U.S. Bank's prepaid Contour Card and PNC's SmartAccess Card also let you make free cash deposits at those banks' branches or by using Visa ReadyLink locations at CVS, 7-Eleven and other stores.
One of the biggest pluses is that big-bank prepaid cards are safe because they are covered by the Federal Deposit Insurance Corp, or FDIC. That's an important protection, since you can't lose money if the bank goes belly up, Tetreault says.
Here, too, banks aren't alone. Some of the cards with the lowest fees, such as the Green Dot and the American Express Bluebird cards, are also FDIC-insured, according to the Bankrate Prepaid Card Survey.
Prepaids help you get back into banking
Big-bank prepaid cards can be a great entry back into banking. Many banks see these cards as an entry-level product, so forging a relationship can pay benefits down the road, Consumer Federation's Feltner says.
Consumers may eventually qualify for a full-fledged checking account, which could be cheaper than using a prepaid card, he says.
Like most prepaid cards, those offered by banks also are easy to get, says Leslie Tayne, founder of Tayne Law Group in Melville, N.Y. There are usually no credit checks, since you're merely loading your money onto your card.
The downsides to bank cards
Despite these pluses, big banks may not always be the best choices. For starters, bank prepaid monthly fees seem low, but they also may charge extra for card activation, paper statements or even for talking to a customer service representative, according to the Bankrate Prepaid Card Survey.
For example, U.S. Bank's Contour Card has a $4 monthly fee; Chase Liquid's monthly fee is $4.95.
Tetreault says the kicker is that these bank fees usually can't be waived. Some other cards, such as the Green Dot card or the Suze Orman prepaid card, waive charges with direct deposit.
So, big-bank prepaid cards aren't always good choices, Tetreault says.
In addition, fees and terms can be hard to understand, according to the CFPB. The reason is that there's a lack of industry-wide standards on prepaid cards.
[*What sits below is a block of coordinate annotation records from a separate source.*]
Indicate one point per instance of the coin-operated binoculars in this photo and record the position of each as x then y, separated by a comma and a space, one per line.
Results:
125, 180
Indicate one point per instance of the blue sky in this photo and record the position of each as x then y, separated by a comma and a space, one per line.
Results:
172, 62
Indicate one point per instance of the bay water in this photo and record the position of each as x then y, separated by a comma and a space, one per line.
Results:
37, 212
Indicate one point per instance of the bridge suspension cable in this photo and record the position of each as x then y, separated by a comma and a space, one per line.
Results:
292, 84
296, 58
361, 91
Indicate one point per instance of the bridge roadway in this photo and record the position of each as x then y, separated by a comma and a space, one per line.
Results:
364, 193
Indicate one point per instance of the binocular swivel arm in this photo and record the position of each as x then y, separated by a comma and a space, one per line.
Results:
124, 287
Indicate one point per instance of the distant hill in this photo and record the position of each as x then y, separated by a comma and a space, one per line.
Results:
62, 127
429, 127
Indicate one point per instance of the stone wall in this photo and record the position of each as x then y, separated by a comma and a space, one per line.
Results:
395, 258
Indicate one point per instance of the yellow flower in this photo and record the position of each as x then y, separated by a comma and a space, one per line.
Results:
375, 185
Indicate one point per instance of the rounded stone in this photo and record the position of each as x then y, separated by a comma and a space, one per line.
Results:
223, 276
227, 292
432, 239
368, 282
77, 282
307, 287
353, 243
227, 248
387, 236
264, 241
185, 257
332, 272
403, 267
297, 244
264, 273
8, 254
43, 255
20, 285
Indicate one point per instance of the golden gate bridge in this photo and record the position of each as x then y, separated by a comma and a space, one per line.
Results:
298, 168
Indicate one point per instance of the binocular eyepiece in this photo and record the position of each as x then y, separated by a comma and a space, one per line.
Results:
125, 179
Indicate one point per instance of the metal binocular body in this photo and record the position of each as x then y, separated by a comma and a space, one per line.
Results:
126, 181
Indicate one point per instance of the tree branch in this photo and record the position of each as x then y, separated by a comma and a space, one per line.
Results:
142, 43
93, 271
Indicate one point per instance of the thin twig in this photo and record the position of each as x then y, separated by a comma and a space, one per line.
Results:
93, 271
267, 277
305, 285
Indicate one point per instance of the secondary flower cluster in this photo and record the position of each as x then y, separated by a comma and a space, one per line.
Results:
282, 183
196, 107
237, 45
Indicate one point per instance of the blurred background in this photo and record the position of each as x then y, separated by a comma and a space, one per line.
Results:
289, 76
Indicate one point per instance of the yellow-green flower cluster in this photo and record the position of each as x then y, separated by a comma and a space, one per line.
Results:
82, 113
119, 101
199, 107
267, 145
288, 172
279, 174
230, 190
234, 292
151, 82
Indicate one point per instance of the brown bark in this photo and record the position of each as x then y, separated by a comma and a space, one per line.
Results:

The result is that comparing prepaid cards is difficult, the CFPB says.
Tayne says you should make sure you understand the terms of the card and go for the card with the lowest fee.
Are prepaid cards a good alternative?
Some big-bank prepaid cards lack essential functions, such as bill pay. The Durbin Amendment, part of the Dodd-Frank Wall Street Reform and Consumer Protection Act passed in 2010, places some limits on bank prepaid card features. So, banks may not offer bill pay to avoid those limits, Tetreault says.
Conversely, a lot of cards that aren't from big banks, like the HandR Block Emerald Prepaid MasterCard and The Approved Card From Suze Orman, have lower fees and higher functionality, Tetreault says.
For these reasons, Tetreault advises consumers to see bank prepaid cards as second accounts, or additions to regular bank accounts.
For example, Tayne says the cards can be used to buy holiday presents or for budgeting your money. They're good alternatives for people who must be careful about their spending, since there's a finite amount of money on the cards, she says.
Tetreault offers these final words of wisdom: Figure out what your needs are.